Reduce: Aggregate the results (e.g., sum order amounts).
Example:
db.orders.mapReduce(
function() { emit(this.customer_id, this.amount); }, // Map: emit customer ID and order amount
function(key, values) { return Array.sum(values); }, // Reduce: sum amounts for each customer
{ out: "customer_totals" }
);Modern tools like Apache Spark combine SQL-like queries with distributed processing for scalability.
Common Mistakes to Avoid
Choosing NoSQL Too Early:
Mistake: Picking MongoDB because it’s “cool” without understanding your needs.
Fix: Start with a relational database like PostgreSQL, which is versatile and supports JSON for flexibility.
Ignoring Consistency:
Mistake: Using a database with weak consistency (e.g., eventual consistency) for critical data like bank balances.
Fix: Use ACID-compliant databases for critical data and relaxed consistency for less critical features (e.g., user notifications).
Misusing Schema-less Design:
Mistake: Storing completely different data in the same document collection, making queries hard.
Fix: Even in document databases, keep some structure for consistency (e.g., all user documents should have a name field).
Overusing Graph Databases:
Mistake: Using a graph database for simple data like a list of products.
Fix: Use graphs only when relationships are central to your app.
Polyglot Persistence: Using Multiple Databases
Modern apps often use multiple databases to handle different needs:
Netflix: Uses Cassandra (NoSQL) for viewing data, MySQL (relational) for billing, and Neo4j (graph) for recommendations.
Uber: Uses PostgreSQL for trip data, Redis for caching, and Neo4j for mapping routes.
LinkedIn: Uses MySQL for user data, Kafka for messaging, and Neo4j for connections.
This approach, called polyglot persistence, lets you pick the best tool for each job.
Trends and Future Directions
Multi-Model Databases: Databases like Azure CosmosDB or ArangoDB support relational, document, and graph models in one system, reducing complexity.
NewSQL: Databases like Google Spanner or CockroachDB offer SQL with global scalability and strong consistency.
Serverless Databases: Platforms like PlanetScale or Supabase manage databases for you, so you focus on building the app.
Key Takeaways
No One-Size-Fits-All: Each data model (relational, document, graph) is best for specific problems.
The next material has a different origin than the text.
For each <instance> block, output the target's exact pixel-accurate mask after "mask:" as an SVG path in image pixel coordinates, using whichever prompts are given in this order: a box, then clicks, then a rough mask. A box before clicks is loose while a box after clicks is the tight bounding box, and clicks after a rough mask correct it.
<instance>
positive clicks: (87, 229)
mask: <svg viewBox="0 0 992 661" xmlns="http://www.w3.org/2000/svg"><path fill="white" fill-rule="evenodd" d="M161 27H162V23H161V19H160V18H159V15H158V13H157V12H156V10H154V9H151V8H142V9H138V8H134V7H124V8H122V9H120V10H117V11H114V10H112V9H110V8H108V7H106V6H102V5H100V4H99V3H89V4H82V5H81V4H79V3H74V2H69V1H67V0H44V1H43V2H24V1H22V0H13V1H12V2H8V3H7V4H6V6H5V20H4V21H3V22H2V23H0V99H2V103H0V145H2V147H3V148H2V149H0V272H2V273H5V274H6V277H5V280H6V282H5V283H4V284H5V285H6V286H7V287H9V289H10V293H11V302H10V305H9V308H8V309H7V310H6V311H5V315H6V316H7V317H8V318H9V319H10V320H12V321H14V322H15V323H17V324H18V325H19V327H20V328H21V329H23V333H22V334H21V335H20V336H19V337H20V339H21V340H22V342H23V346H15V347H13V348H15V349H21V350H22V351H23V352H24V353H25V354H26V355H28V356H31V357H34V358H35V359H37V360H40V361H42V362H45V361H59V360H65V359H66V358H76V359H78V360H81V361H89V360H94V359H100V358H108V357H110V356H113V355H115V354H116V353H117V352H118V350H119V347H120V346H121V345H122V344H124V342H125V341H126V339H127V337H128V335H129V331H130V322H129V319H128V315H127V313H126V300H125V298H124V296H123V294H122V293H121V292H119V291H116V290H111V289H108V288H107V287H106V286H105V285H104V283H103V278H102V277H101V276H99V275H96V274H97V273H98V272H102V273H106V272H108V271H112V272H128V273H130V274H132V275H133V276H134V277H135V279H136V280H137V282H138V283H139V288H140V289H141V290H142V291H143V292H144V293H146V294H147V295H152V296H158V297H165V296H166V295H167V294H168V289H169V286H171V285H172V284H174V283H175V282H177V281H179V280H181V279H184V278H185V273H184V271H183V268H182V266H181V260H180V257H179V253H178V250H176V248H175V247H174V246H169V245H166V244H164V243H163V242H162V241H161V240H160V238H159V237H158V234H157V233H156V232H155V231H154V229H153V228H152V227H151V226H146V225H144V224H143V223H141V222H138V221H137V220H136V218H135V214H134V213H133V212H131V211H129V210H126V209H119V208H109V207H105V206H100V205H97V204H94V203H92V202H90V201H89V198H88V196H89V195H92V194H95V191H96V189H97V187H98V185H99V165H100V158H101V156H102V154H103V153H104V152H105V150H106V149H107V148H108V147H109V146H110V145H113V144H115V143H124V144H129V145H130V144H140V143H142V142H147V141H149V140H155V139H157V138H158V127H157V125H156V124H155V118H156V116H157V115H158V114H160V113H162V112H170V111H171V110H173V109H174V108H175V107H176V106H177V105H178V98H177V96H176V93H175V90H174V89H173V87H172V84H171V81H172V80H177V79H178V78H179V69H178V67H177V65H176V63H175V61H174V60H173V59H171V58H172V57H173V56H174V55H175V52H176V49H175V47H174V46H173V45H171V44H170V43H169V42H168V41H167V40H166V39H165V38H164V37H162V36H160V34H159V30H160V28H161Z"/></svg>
Understand your data and access patterns first.
Focus on Relationships: Choose a model based on how your data is connected (e.g., tables for many-to-many, documents for self-contained data, graphs for complex relationships).
Start Simple: Use a relational database like PostgreSQL unless you have a clear reason to use NoSQL or graphs.
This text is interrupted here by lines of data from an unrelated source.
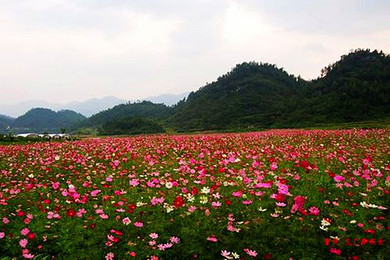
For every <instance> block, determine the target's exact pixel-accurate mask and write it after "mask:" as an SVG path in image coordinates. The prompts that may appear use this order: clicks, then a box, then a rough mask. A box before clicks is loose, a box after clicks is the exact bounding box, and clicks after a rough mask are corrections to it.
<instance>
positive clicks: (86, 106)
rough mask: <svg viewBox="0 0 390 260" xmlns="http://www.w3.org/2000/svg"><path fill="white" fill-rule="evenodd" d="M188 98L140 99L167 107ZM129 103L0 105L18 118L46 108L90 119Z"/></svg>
mask: <svg viewBox="0 0 390 260" xmlns="http://www.w3.org/2000/svg"><path fill="white" fill-rule="evenodd" d="M186 96H188V92H185V93H182V94H162V95H158V96H152V97H147V98H143V99H140V101H144V100H145V101H151V102H153V103H164V104H165V105H167V106H172V105H175V104H176V103H177V102H179V101H180V100H182V99H183V98H185V97H186ZM129 101H132V102H134V101H135V100H125V99H121V98H117V97H113V96H107V97H103V98H91V99H88V100H85V101H73V102H69V103H66V104H57V103H51V102H47V101H43V100H28V101H24V102H20V103H16V104H0V114H4V115H8V116H12V117H18V116H21V115H23V114H25V113H26V112H28V111H29V110H30V109H32V108H37V107H44V108H48V109H51V110H54V111H60V110H64V109H68V110H73V111H75V112H78V113H80V114H82V115H84V116H86V117H90V116H92V115H94V114H97V113H99V112H101V111H103V110H106V109H109V108H112V107H114V106H116V105H120V104H125V103H127V102H129Z"/></svg>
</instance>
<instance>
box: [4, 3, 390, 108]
mask: <svg viewBox="0 0 390 260" xmlns="http://www.w3.org/2000/svg"><path fill="white" fill-rule="evenodd" d="M389 11H390V2H388V1H384V0H376V1H358V0H346V1H336V0H329V1H325V0H313V1H287V0H282V1H265V0H261V1H255V0H247V1H238V0H221V1H212V0H194V1H180V0H166V1H154V0H151V1H141V0H135V1H127V0H111V1H107V0H85V1H76V0H66V1H65V0H45V1H41V0H20V1H11V0H3V1H1V2H0V33H1V35H2V40H1V41H0V55H1V57H2V58H1V59H0V66H1V68H2V70H0V80H1V87H0V88H1V91H2V92H3V93H7V94H6V95H2V96H1V97H0V102H2V103H9V102H17V101H22V99H45V100H47V101H51V102H61V103H65V102H68V101H74V100H86V99H89V98H92V97H103V96H117V97H119V98H123V99H139V98H142V97H146V96H153V95H159V94H163V93H183V92H186V91H192V90H196V89H198V88H199V87H201V86H202V85H204V84H205V83H206V82H211V81H214V80H216V79H217V77H218V76H220V75H222V74H224V73H226V72H227V71H229V70H230V69H231V68H232V67H233V66H234V65H235V64H237V63H241V62H243V61H252V60H255V61H260V62H269V63H274V64H276V65H277V66H279V67H284V68H285V70H286V71H288V72H289V73H293V74H295V75H299V74H300V75H302V77H304V78H306V79H310V78H315V77H317V76H319V74H320V70H321V68H323V67H324V66H326V65H328V64H329V63H333V62H335V61H336V60H338V59H339V57H340V56H341V55H343V54H346V53H347V52H348V51H349V50H350V49H353V48H371V49H375V48H377V49H382V50H384V51H385V52H390V49H389V48H390V47H389V46H390V31H389V29H390V18H389V16H388V15H387V14H388V12H389ZM59 93H60V94H59Z"/></svg>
Declarative is Better: SQL and Cypher are easier to maintain than writing step-by-step code.
Evolve as Needed: You can switch or combine databases as your app grows.
By understanding these data models and their trade-offs, you can make smart decisions to build systems that are efficient, scalable, and maintainable.
The database landscape continues to evolve, but the fundamental principles from Chapter 2 remain relevant. Understanding these concepts will help you make better architectural decisions and build systems that can grow with your needs.
Remember: the best database is the one that solves your specific problems efficiently and maintainably. Focus on understanding your data and access patterns first, then choose the tool that fits best.